Tratamiento: El gastroenterólogo le explicó que tendría que privarse de todos lácteos y de la soya visible y no visible. “Hasta ese momento, yo nunca en mi vida había escuchado que había ingredientes visibles y no visibles”, dice. Gracias a la dieta Amanda fue mostrando cada día más avances y, al año y medio, superó la alergia a la proteína de la leche de vaca.

Otro hijo con alergia: A los quince días de nacida su segunda hija, a quien llamaron Luz, María de la Luz comenzó a notar que tenía exactamente los mismos síntomas que Amanda: dejó de dormir, le empezó a salir leche por la nariz, estaba llena de mucosidad y además, estítica. Entonces partió al gastroenterólogo, quien le dio la misma dieta. Lo difícil esta vez fue que su segunda guagua era alérgica no solo a la proteína de la leche de vaca y soya, sino que a otros alimentos. Pero no sabía a cuáles. Por eso, aunque al principio hizo la misma dieta que con su primera hija, cada semana el doctor le sugería sacar más alimentos: frutos secos, cítricos, pescados, el huevo y las carnes, menos el pavo sin marinar. “Pasé cinco meses eliminando alimentos semanas a semana y ella no se le aliviaron todos los síntomas”, dice María de la Luz.

Fórmula v/s leche materna: Como la dieta era cada vez más restrictiva, cuando su segunda guagua tenía un mes y medio, el gastroenterólogo le recomendó a María de la Luz probar 4 días dándole relleno especial para guaguas con alergia. Su hija mostró mejorías. “Pero ahí empezó mi angustia, porque yo no quería darle relleno, quería darle pechuga, más aún si ella tenía un mes y medio. Para mí era demasiado poco tiempo”, dice. Al tercer día de darle relleno, a María de la Luz se le empezó a cortar la leche. “Entonces llamé al gastroenterólogo y le dije ‘ok, está confirmado el diagnóstico, pero algo que a mí me va a desestabilizar mucho emocionalmente es no darle pecho a mi hija. Entonces qué hacemos. Y él me dijo ‘elimina el relleno, vamos a tener volver atrás y aguantar los llantos, mientras no encontremos a qué es alérgica y tienes que darle pechuga 24/7 para recuperar la leche’. Y ahí, de verdad, me tuve que poner a mi hija 24/7 para recuperar la leche. Me costó un mundo, pero la recuperé”, dice. El costo que tuvo eso es que su guagua nunca más aceptó una mamadera.
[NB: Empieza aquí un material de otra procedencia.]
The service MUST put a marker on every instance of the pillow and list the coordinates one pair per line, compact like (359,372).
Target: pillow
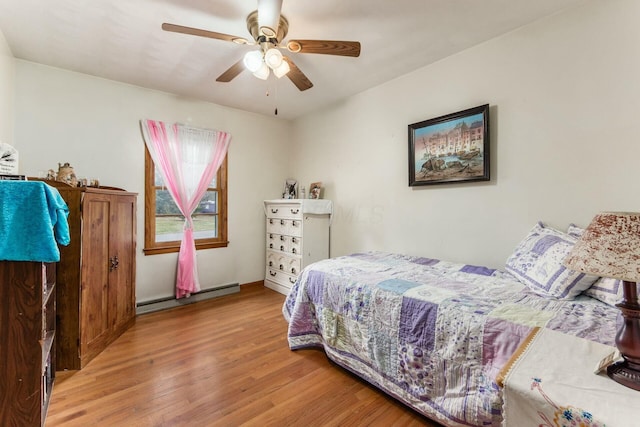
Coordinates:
(537,263)
(575,231)
(607,290)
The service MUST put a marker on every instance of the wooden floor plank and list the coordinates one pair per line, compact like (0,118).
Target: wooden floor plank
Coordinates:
(221,362)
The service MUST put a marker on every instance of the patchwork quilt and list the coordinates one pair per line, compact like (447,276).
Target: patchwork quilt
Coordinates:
(431,333)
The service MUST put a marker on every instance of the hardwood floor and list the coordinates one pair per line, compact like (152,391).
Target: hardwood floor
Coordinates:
(221,362)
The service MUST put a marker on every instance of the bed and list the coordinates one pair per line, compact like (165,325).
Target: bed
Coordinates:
(457,342)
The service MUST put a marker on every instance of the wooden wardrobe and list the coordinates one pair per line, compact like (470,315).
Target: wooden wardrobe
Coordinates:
(96,299)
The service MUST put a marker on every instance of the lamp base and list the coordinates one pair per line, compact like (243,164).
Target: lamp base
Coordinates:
(623,373)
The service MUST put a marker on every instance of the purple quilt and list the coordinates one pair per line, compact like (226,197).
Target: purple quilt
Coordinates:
(431,333)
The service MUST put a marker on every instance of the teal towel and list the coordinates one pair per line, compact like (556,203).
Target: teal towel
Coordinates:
(33,219)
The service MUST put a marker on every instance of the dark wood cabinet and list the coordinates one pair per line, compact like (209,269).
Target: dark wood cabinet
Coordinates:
(27,341)
(96,274)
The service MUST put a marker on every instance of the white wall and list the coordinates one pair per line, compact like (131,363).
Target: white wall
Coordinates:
(565,99)
(93,124)
(7,76)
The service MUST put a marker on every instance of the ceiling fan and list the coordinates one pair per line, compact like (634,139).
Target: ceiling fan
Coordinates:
(268,29)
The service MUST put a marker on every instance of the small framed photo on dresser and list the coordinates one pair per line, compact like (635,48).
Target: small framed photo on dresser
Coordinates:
(315,190)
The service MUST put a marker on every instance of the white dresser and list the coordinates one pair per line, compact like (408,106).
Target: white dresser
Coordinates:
(297,235)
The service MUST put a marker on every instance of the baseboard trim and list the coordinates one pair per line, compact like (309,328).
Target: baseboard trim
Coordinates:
(171,302)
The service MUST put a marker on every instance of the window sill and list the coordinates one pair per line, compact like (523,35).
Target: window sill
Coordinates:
(170,247)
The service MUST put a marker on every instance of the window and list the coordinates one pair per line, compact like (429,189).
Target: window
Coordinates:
(164,222)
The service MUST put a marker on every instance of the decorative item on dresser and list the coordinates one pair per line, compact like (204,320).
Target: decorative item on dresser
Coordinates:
(297,235)
(33,220)
(610,247)
(96,274)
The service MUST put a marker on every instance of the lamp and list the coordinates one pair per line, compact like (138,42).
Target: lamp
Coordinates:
(273,58)
(259,63)
(610,247)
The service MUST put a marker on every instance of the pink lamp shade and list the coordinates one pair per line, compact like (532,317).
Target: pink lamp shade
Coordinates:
(609,247)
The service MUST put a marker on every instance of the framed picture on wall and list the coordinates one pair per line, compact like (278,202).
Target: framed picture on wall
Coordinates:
(451,148)
(315,190)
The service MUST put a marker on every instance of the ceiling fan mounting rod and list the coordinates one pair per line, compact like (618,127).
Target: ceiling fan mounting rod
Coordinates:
(254,30)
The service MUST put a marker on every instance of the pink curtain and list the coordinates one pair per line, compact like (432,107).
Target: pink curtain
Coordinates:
(188,159)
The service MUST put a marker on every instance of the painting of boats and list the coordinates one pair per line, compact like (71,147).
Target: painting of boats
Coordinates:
(451,148)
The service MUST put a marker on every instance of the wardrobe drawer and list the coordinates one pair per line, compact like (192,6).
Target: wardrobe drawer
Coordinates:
(281,211)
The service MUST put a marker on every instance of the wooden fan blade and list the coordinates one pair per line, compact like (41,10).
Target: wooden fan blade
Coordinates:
(326,47)
(231,73)
(296,76)
(203,33)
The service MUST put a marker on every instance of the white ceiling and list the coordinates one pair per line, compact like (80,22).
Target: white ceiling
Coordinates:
(122,40)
Dieta de exclusión: María de la Luz reconoce que esta segunda experiencia como mamá de una guagua con alergia alimentaria se le hizo mucho más difícil. “Yo estaba mucho más restringida, entonces era realmente angustiante sentir que no podía comer nada. Nada. Y a pesar de eso, no sabía, de lo que estaba comiendo, qué le hacía mal a mi hija. Entonces hubo un momento donde yo le dije al doctor, ‘bueno, por qué no me quedo comiendo solo arroz con tomate’. Y él me dijo ‘no lo hagas porque el costo es muy alto: corres el riesgo de caer en desnutrición y con eso, que se te corte la leche’”. En la desesperación por la privación, un día María de la Luz se hizo un queque con harina de trigo que se devoró en dos días. Como su hija no paró de llorar los tres siguientes, entendió que el trigo le causaba alergia. Entonces, sacó todo lo que tuviera trigo de su dieta. Desde los 5 meses en adelante su hija empezó a mostrar mejorías. Ahora la etapa que se viene es introducir alimentos: probar semana a semana para ver, por ensayo y error, cuáles ha ido tolerando.